燃料の発熱量 $H$[kJ/kg]は単位量当たりの燃料が完全燃焼するときの発熱量です。燃料の発熱量 $H$ と 単位時間当たりの燃料消費量 $B$ をかけると、単位時間当たりの燃焼により発生する熱量を求めることができます。「燃焼により発生する熱量」は「燃料の保有熱量」のことです。

燃料の保有熱量=$B・H$
 
$η=\displaystyle \frac{ 3600P_T}{ BH}×100$[%]

$B$:燃料消費量[kg/h]
$H$:燃料の発熱量[kJ/kg]
$P_T$:タービン出力[kW]

エンタルピー(単位:[KJ])とは、熱エネルギーと仕事のエネルギーを持った物体のエネルギーを表す指標です。

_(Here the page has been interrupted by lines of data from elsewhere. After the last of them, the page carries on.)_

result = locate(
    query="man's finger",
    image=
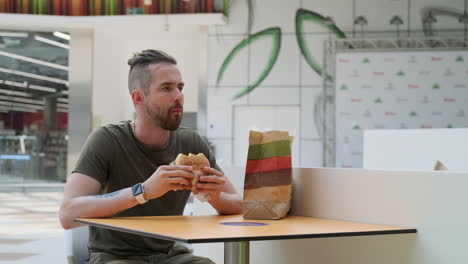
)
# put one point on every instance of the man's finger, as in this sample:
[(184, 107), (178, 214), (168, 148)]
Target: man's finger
[(208, 186), (177, 167), (209, 170), (211, 178), (177, 173), (178, 181)]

比エンタルピー(単位:[KJ/Kg])とは、単位重量当たりのエンタルピーです。

ランキンサイクルの熱効率

ランキンサイクルの熱効率には、ボイラ効率・ランキンサイクルの効率・タービン効率・タービン室効率・発電端熱効率・送電端熱効率があります。ランキンサイクルの効率は、熱サイクルの効率とも呼ばれています。

ボイラ効率

ボイラ効率 $η_B$ は、「ボイラで使用した燃料の保有熱量」と「ボイラで発生した蒸気の熱量」の比をパーセントで表したものです。

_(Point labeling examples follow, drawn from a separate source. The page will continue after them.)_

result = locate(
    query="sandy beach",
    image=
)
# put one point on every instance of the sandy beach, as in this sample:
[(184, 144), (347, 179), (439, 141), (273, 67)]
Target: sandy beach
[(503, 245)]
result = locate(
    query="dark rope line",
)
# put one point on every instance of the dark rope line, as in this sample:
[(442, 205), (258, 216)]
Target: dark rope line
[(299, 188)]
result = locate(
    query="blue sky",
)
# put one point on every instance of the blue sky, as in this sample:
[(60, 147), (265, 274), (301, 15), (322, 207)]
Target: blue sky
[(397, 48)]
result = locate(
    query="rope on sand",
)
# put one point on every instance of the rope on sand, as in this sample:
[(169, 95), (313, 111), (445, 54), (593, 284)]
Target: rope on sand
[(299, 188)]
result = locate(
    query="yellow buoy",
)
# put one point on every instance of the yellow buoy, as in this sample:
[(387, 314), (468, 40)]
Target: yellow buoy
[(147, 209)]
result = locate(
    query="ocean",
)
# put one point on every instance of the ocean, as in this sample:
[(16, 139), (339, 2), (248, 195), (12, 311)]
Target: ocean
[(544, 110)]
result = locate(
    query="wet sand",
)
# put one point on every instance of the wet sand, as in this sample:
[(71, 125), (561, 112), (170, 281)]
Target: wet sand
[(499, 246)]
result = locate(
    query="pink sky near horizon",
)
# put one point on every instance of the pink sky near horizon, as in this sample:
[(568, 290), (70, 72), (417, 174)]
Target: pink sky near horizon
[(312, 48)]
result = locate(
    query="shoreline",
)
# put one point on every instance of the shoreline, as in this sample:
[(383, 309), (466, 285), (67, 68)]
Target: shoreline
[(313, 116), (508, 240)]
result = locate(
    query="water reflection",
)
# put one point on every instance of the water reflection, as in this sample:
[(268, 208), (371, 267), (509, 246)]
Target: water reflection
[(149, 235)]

$ボイラ効率=\displaystyle \frac{ ボイラで発生した蒸気の熱量 [kJ/h]}{ ボイラで使用した燃料の保有熱量 [kJ/h]}×100$

ボイラ効率

ボイラ効率 $η_B$

$η_B=\displaystyle \frac{ Z(i_s-i_w) }{ BH}×100$[%]

$B$:燃料消費量[kg/h]
$H$:燃料の発熱量[kJ/kg]
$Z$:蒸気・給水の流量[kg/h]
$i_w$:ボイラ入口給水の
       比エンタルピー[kJ/kg]
$i_s$:ボイラ出口蒸気の
        比エンタルピー[kJ/kg]

 

ランキンサイクル(熱サイクル)の効率

熱サイクルの効率 $η_C$ は、「ボイラで発生した蒸気の熱量」と「タービンで消費した熱量」の比をパーセントで表したものです。

$熱サイクル効率=\displaystyle \frac{ タービンで消費した熱量 [kJ/h]}{ ボイラで発生した蒸気の熱量 [kJ/h]}×100$

熱サイクル効率

熱サイクルの効率 $η_C$

$η_C=\displaystyle \frac{ Z(i_s-i_e) }{ Z(i_s-i_w) }×100$[%]

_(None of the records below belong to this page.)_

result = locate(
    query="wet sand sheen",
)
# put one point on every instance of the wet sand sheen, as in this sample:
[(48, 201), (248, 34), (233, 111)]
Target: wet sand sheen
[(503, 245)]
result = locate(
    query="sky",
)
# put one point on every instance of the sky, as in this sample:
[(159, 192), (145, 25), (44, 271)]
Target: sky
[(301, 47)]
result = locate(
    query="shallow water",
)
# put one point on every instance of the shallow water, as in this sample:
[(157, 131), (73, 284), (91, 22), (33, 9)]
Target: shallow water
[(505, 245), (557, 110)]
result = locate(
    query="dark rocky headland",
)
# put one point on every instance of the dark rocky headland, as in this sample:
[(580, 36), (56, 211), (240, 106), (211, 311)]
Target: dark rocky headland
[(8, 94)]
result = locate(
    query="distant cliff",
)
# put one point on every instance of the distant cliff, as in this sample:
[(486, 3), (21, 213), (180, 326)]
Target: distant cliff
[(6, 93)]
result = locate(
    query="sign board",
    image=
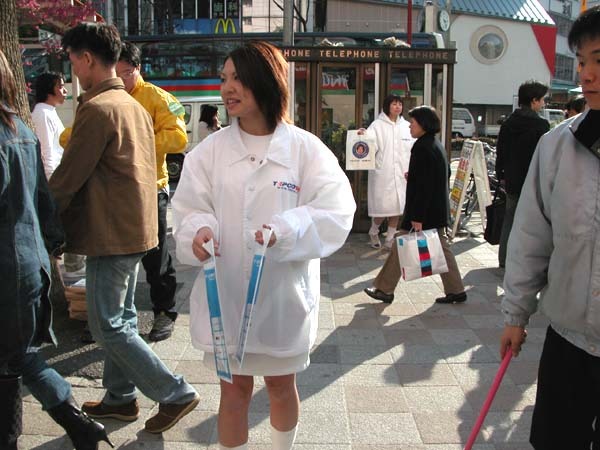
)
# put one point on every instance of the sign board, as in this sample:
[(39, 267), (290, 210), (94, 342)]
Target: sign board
[(360, 151), (472, 162)]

     $=\displaystyle \frac{ (i_s-i_e) }{ (i_s-i_w) }×100$

$Z$:蒸気・給水の流量[kg/h]
$i_w$:ボイラ入口給水の
       比エンタルピー[kJ/kg]
$i_s$:ボイラ出口蒸気の
       比エンタルピー[kJ/kg]
$i_e$:タービン排気の
       比エンタルピー[kJ/kg]

タービン効率

タービン効率 $η_T$ は、「タービンで消費した熱量」と「タービン出力」の比をパーセントで表したものです。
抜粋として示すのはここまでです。